Research from NEHGS Genealogist Chris Child:

Dear Jake –

In researching a family of one my friends I came across your blog post – https://fletcherfamilytree.wordpress.com/2009/04/18/the-case-of-ellen-m-oneill/ – regarding Ellen M. O’Neill. You write about the Ellen M. O’Neill born at Blackstone 1 Dec. 1852 illegitimately to George Henry Southwick.

I can fill in some more details. Sally Ann O’Neil at Blackstone 3 March 1863 to James W. Rhodes. They moved to Bristol, Rhode Island and from there to Killingly, Connecticut where they were enumerated in the 1880 census. By this point, “Ellen M. O’Neill” is now listed as Ella M. Rhodes and as a daughter of James (her step-father). Ella married William Elisha Davison (1858-1929) and died in Putnam, Connecticut on 2 July 1933. I am friends with a number of Ella’s great-great-grandchildren who still live in the Putnam, CT area where I grew up.

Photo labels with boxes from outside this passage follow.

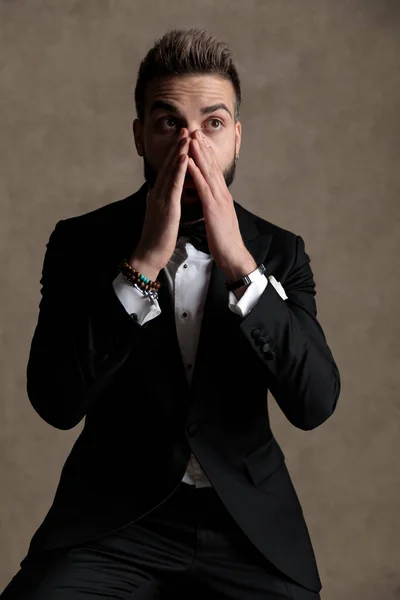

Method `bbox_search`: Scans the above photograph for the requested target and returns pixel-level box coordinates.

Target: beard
[143,150,236,223]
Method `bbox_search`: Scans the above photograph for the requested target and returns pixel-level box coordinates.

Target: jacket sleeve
[26,221,150,429]
[239,235,341,430]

Ella’s mother Sally, was the daughter of Tully “James” O’Neill and Eleanor Reed Taft of Uxbridge and Blackstone. Tully was born in Ireland around 1800 and probably died in Blackstone in 1873. He is listed as Tully on the births of his children but as James on the state and federal censuses.

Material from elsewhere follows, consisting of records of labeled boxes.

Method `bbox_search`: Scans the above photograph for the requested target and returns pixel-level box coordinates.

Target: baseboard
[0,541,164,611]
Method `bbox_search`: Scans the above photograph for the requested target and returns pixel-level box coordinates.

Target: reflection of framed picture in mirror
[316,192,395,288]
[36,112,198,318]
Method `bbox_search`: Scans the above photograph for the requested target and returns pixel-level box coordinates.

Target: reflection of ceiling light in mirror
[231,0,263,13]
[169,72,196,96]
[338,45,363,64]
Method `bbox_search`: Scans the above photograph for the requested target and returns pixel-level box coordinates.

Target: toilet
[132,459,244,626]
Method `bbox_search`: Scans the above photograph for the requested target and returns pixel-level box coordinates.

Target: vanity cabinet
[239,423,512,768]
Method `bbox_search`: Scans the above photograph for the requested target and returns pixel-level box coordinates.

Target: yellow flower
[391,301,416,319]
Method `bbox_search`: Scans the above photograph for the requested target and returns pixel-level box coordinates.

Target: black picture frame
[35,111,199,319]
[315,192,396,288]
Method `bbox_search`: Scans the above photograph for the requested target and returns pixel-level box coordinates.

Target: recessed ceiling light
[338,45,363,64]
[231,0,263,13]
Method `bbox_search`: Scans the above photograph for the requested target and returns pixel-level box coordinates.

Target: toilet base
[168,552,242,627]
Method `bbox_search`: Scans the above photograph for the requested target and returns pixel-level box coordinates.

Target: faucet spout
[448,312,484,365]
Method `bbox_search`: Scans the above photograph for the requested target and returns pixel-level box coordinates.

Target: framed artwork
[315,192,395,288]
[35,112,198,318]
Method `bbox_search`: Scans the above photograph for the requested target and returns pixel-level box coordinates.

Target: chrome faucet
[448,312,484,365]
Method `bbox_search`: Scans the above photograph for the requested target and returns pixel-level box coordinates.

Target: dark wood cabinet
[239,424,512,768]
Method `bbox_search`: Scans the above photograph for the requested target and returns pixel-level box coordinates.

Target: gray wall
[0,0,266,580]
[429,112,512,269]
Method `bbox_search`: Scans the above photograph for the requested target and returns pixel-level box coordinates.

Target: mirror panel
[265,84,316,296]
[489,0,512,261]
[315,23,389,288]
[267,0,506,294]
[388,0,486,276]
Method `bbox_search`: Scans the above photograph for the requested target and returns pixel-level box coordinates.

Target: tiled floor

Hope this helps with your O’Neill


Chris Child
Genealogist of the Newbury Street Press
New England Historic Genealogical Society

Jake Fletcher

According to the letter written by my second great-grandmother, Jane Barre, Owen O’Neill and Ellen Russell had a child named Ellen O’Neill in New york in 1852. When I found the O’Neill family in the1870 and 1880 Census, Ellen M O’Neill was listed there as being born 1852 (and respectively 1855) in Massachusetts in these two censuses.

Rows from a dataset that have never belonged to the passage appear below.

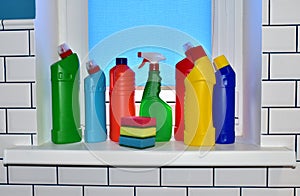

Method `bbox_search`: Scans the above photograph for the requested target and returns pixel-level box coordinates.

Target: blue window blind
[88,0,212,86]
[0,0,35,19]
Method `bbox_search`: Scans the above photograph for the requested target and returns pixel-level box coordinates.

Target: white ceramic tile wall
[261,108,268,134]
[270,53,300,79]
[109,168,160,186]
[270,108,300,134]
[261,54,269,79]
[58,167,107,185]
[271,0,300,24]
[161,168,213,186]
[34,186,82,196]
[136,187,187,196]
[0,58,4,82]
[84,186,134,196]
[8,166,57,184]
[0,31,29,56]
[0,185,32,196]
[0,83,31,107]
[262,81,296,107]
[269,162,300,187]
[262,26,296,52]
[7,109,37,133]
[215,168,267,187]
[0,160,7,183]
[188,188,240,196]
[0,109,6,133]
[242,188,294,196]
[6,57,35,82]
[0,0,300,196]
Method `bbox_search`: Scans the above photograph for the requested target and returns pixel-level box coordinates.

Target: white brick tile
[269,163,300,187]
[34,186,82,196]
[0,58,4,82]
[3,19,34,30]
[262,26,296,52]
[8,166,56,184]
[0,83,30,107]
[262,0,269,25]
[270,0,300,24]
[58,167,107,185]
[162,168,213,186]
[261,135,296,151]
[0,160,7,183]
[6,57,35,82]
[0,31,29,55]
[0,110,6,133]
[297,135,300,161]
[262,81,296,107]
[270,54,300,79]
[297,82,300,107]
[189,188,240,196]
[242,188,294,196]
[261,108,268,134]
[215,168,266,186]
[109,168,159,186]
[261,54,269,79]
[84,186,134,196]
[0,185,32,196]
[30,31,35,55]
[7,109,37,133]
[32,83,36,107]
[136,187,186,196]
[298,26,300,51]
[0,135,31,157]
[270,108,300,134]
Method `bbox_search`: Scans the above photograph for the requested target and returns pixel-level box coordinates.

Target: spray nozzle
[138,52,166,71]
[57,43,73,59]
[86,60,100,75]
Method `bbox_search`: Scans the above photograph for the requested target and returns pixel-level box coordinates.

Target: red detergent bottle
[174,42,194,141]
[109,58,135,142]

I decided to check this out in the NEHGS database for Massachusetts Vital Records and I got a very interesting result:


The Record States: Ellen M O’Neill born 1 Dec 1852 in Blackstone (Millville), illegitimately born to George H Southwick, a scythe polisher, and Sally A O’Neill born in Uxbridge

I showed my case to David Lambert at NEHGS, because there is a good chance this could be my relative. It’s interesting nonetheless. He suggested I try the 1855 State Census for Blackstone. I found the family in Blackstone.